What would the Sugarbakers say?

Posted by Jessica Sieff in brand | Marketing

gardenandgunA NY Times article recently noted that lifestyle magazine Southern Living announced it would be bringing in some new blood to the 56-year-old publication versed in southern recipes, decorating tips and practical advice.

Jenna  Bush Hager has been added to the roster as an editor at large, an attempt to draw in young, southern readership.

In a world where publication is starting to feel, well, antiquated, a large publication trying to pull in younger readers is not uncommon, nor is it a new story. In this world, many swipe rather than leaf through the pages of their favorite mag and many pubs are looking for ways to keep their print alive.
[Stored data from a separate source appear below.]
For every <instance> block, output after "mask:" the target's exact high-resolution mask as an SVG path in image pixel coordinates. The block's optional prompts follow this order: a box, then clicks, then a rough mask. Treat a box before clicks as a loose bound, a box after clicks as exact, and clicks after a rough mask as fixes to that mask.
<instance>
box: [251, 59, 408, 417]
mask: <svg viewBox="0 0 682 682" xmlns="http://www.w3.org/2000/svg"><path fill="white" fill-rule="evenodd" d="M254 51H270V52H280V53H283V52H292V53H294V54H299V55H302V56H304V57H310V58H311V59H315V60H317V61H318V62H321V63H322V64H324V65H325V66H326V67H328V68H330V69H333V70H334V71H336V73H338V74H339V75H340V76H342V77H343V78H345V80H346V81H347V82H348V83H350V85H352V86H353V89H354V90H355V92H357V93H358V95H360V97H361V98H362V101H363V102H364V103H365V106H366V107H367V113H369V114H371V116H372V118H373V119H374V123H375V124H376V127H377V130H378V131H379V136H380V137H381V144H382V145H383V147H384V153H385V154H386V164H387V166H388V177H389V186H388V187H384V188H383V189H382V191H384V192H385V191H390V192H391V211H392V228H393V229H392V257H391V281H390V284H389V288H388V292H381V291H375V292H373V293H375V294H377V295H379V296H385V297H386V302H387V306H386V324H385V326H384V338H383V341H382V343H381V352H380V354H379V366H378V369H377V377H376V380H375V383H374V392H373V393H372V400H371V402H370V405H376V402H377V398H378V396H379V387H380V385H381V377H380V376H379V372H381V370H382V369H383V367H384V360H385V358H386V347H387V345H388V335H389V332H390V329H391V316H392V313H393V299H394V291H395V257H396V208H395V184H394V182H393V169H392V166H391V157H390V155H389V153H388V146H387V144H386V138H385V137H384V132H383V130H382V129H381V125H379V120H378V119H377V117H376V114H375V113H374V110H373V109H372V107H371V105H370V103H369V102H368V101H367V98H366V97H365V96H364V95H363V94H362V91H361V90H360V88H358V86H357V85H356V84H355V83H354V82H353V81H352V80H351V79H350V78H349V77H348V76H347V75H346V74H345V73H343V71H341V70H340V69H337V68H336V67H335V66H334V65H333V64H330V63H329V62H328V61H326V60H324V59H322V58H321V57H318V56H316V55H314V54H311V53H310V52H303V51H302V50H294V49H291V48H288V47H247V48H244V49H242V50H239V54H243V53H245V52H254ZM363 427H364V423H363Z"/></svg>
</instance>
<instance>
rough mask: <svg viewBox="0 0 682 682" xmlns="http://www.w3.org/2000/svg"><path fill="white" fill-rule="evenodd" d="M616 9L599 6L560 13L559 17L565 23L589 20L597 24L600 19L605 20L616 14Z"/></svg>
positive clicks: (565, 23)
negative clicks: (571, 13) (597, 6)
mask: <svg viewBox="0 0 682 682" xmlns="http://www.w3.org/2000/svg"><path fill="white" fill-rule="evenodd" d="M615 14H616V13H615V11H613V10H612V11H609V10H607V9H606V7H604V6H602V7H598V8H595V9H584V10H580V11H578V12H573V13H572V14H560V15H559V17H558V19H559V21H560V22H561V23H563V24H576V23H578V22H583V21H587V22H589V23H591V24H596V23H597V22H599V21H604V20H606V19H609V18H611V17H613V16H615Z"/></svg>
In the story, the Times mentioned another publication and this one set my heart aflutter – the stately, young Garden & Gun.

I am by no means a southern girl, believe me. When working on designing a hyper-local magazine for my former employer, I discovered Garden & Gun. Around that time, it’d won a National Magazine Award for General Excellence. So I checked it out.

What I found was an example of how print gets it right. It’s why I’ve given subscriptions to the magazine as gifts and have one myself.

Covers draw the eye: from dutiful canines to decadent pecan pies and cocktails so sinful you can practically taste the syrupy bourbon.  A flip through the pages and you’ll find interviews with literary voices of the southern states, profiles of cities like Knoxville, Little Rock and Greenville, an interview with Morgan Freeman, profiles of pioneers of environmental change and musicians like Mumford and Sons.  One issue can give you travel ideas for an entire year.

The writers have a connection to their coverage area. They know the south. They love it. They think you will too. Columnists include Julia Reed and Roy Blount Jr. and dog lovers will relate to the “Good Dog” column, telling heartfelt stories of man’s best friend. And true to its name, there’s plenty to learn about hunting and even a little fly fishing. It’s not my thing, really, but I still read it…

Because Garden and Gun isn’t trying to reach a demographic. It’s trying to reach a reader. Someone who can appreciate a hot summer day, that place on a back road with the best barbecue in town and the perfect song to pair with the perfect afternoon. It is so in tune with its readers, some pay up to $500 to be a part of the Garden & Gun Club.

To be successful these days, it’s not enough to just know our business. We have to know our respective cultures. Therein lies the key to a good product – even a great one like G&G.